The man-demon wants to make a deal with her, and not prepared to bargain and blissfully unaware of the importance of semantics, Addie walks into a trap. She gives the man-demon, who will later be named Luc by Addie since he didn’t have a name, her soul and he promises her a life full of adventures and travel that she always dreamed of without ever aging or dying. If you’re reminded of the film “The Age of Adaline,” you should be. Only there is a catch to this deal: Addie is cursed to be forgotten by everyone she meets, unable to make her own mark on the world. And that right there is a little life lesson, kids: Semantics are important when making deals with demons after dark. 

There is so, so, so much potential with this plot. I was so hooked when Luc and Addie met because there was chemistry, and it would be a classic enemies-to-lovers story. But that is not the direction Schwab took it in. Instead, we meet Henry Strauss, an adorable little bookstore worker, who, by some miracle, can remember Addie in spite of her curse. 

Henry and Addie are cute, and it’s nice to see Addie happy after 300 years of being forgotten. But there’s still Luc. And you find out throughout flashbacks how the dynamic in their relationship changed throughout the centuries. At one point, Addie and Luc are together, but Addie claims to Luc that he isn’t capable of loving anything, let alone her. This is a bold claim to make about someone, but Addie is convinced of it. And because she thinks he can’t love anything, they stop talking for like 30 years. 

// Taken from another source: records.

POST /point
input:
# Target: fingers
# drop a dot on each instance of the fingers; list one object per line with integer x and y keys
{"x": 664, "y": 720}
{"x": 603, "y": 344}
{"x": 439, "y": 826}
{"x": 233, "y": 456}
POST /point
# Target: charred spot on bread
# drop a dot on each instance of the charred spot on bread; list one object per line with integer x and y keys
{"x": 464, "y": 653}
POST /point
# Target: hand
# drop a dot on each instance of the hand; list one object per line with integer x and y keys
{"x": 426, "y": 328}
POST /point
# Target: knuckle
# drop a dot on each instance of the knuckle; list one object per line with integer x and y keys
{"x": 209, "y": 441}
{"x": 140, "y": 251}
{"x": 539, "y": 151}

We come to learn that Henry also made a deal with Luc, and this is why he can remember Addie. Only Henry’s deal was limited to one year, so his soul is set to be collected by Luc soon. After finding this out, Addie meets with Luc and makes a new deal. She will give Luc her soul and he may have her for as long as he pleases if he will let Henry be free of his deal. 

Luc agrees because he loves Addie, and Addie is all happy and thinks she has the upper hand because she learned her lesson and made sure to include the phrasing “for as long as he pleases.” She believes that his infatuation with her will fade and she will be free of him, not bound to him for eternity. 

But I’ve got some problems with this. What if Addie was wrong? What if Luc really does love her and wants to be with her? Then what she just signed over eternity to be with him? My other problem with this deal is that we start the book with Addie running from a life where she would be trapped under a man. And she literally just sold her soul for eternity to live under a man. WHAT? WHERE DID SHE GO? And for what? To save another man? I’m sorry I just can’t get behind it. 

Overall, it’s a pretty good read. A slow start but can definitely finish in one sitting if you’re looking for some escapism. If you read it and like it then I guess BookTok was right, but if you read it and think meh, thank you for supporting the unpopular opinion with me.